Compound

Ibogaine

Ibogaine is a psychoactive indole alkaloid associated with Tabernanthe iboga and repeatedly discussed in opioid-use disorder, trauma, and brain-injury research.

Status

US Schedule I; clinical/research interest in OUD, trauma, and TBI. Texas IMPACT is announced/selected, but not safely described as contracted, enrolling, or running.

Ibogaine is where psychedelic medicine, addiction care, safety risk, veterans policy, and state-led drug-development ambition collide. Texas’s IMPACT effort is important precisely because the public record separates political authorization and institutional announcement from contract completion and patient enrollment.

The clean read is a status ladder. Chapter 491 authorizes the framework. Texas HHS says it requested proposals and selected UTHealth Houston as lead institution. The UTMB / UTHealth announcement describes a $50 million HHSC award and a statewide IMPACT partnership.

But HHS also says recent plans did not meet statutory requirements tied to matching state funds and allocation of intellectual-property / revenue rights. So the safest current wording is: authorized, selected, and announced — not yet safely contracted, funded/disbursed, FDA-cleared, enrolling, or running.

The institutional announcement expands IMPACT as Ibogaine Medicine for PTSD, Addiction, and Cognitive Trauma. It names addiction, traumatic brain injury, and other behavioral-health conditions as targets, and frames the effort as a two-year multicenter research trial effort led by UTHealth Houston and UTMB Health.

The named network includes UTHealth Houston, UTMB Health, Texas Tech University, Texas Tech University Health Sciences Center El Paso, UT Austin, UT Health San Antonio, UT Tyler, UT Rio Grande Valley, Texas A&M University, the University of North Texas Health Science Center, Baylor College of Medicine, and JPS Health Network in Dallas.

Chapter 491 makes the program more than a press-release concept. It asks for a consortium, FDA strategy, participant recruitment, cardiac safety, administration and aftercare plans, data integrity, breakthrough-therapy strategy, intellectual-property and revenue planning, payer/access considerations, provider credentialing, and verified nonstate matching funds.

That is why the HHS caveat controls the live status language. It is possible for Texas to be serious about ibogaine development while the program is still blocked or unfinished at the contract-and-matching-funds layer.

Research question: what can SCM safely say about the Texas IMPACT ibogaine effort right now?

Primary source answer: Texas has a statutory framework, HHSC selected UTHealth Houston as lead institution, and UTMB / UTHealth announced the IMPACT consortium and $50 million award framing. The same HHS page also says recent plans did not meet requirements around matching funds and intellectual-property / revenue allocation.

What this proves: authorization, selection, public institutional announcement, named partner network, and an explicit state-level caveat.

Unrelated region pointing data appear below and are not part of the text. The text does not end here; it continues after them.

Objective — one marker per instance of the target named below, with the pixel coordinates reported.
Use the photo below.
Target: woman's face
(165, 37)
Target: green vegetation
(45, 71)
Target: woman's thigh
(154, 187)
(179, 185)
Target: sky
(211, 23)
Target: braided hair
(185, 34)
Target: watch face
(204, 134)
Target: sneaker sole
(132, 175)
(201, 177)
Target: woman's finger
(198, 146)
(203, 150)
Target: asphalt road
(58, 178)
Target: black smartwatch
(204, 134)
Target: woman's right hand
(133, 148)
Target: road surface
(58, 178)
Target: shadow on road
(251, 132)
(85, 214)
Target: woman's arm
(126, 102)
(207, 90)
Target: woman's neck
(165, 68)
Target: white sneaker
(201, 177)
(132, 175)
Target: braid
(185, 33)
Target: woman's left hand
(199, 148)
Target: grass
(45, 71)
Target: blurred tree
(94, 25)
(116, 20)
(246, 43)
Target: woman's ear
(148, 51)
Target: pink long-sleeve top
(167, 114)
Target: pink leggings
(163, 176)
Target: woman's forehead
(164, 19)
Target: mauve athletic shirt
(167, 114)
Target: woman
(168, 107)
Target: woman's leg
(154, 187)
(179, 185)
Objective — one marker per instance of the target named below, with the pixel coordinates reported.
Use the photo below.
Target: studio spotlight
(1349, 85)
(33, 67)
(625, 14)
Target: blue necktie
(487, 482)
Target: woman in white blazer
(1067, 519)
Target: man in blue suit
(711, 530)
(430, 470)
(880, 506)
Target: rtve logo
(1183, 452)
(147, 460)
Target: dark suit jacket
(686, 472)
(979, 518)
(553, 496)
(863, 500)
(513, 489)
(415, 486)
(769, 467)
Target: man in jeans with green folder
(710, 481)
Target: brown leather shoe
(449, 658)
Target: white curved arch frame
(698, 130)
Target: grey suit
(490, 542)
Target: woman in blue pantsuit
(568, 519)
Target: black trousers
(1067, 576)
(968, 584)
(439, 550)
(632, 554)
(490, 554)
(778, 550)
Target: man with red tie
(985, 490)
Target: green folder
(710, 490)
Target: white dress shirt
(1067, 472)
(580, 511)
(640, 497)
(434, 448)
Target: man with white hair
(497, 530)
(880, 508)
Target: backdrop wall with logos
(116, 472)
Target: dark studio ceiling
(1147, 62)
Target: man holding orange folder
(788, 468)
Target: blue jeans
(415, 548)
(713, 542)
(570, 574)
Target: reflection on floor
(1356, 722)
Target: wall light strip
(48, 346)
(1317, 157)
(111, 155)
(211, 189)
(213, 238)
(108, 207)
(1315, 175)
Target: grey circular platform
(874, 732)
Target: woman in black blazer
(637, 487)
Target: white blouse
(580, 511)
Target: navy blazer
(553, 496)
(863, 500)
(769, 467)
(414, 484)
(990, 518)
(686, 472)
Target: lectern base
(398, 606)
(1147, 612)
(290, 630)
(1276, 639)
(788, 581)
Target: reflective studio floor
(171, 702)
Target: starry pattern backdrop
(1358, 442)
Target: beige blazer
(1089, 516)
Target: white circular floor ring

What it does not prove: contract completion, funds disbursement, FDA clearance, active enrollment, trial launch, or clinical efficacy.

For reporting, keep ibogaine claims attached to the source layer: compound background, clinical-use history, safety risk, statutory authorization, state selection, institutional announcement, and actual trial enrollment are different facts. The Texas IMPACT explainer is the live narrative companion to this dossier.

This page is reporting and reference context. It is not medical advice, treatment guidance, dosing guidance, legal advice, or a recommendation to use any substance.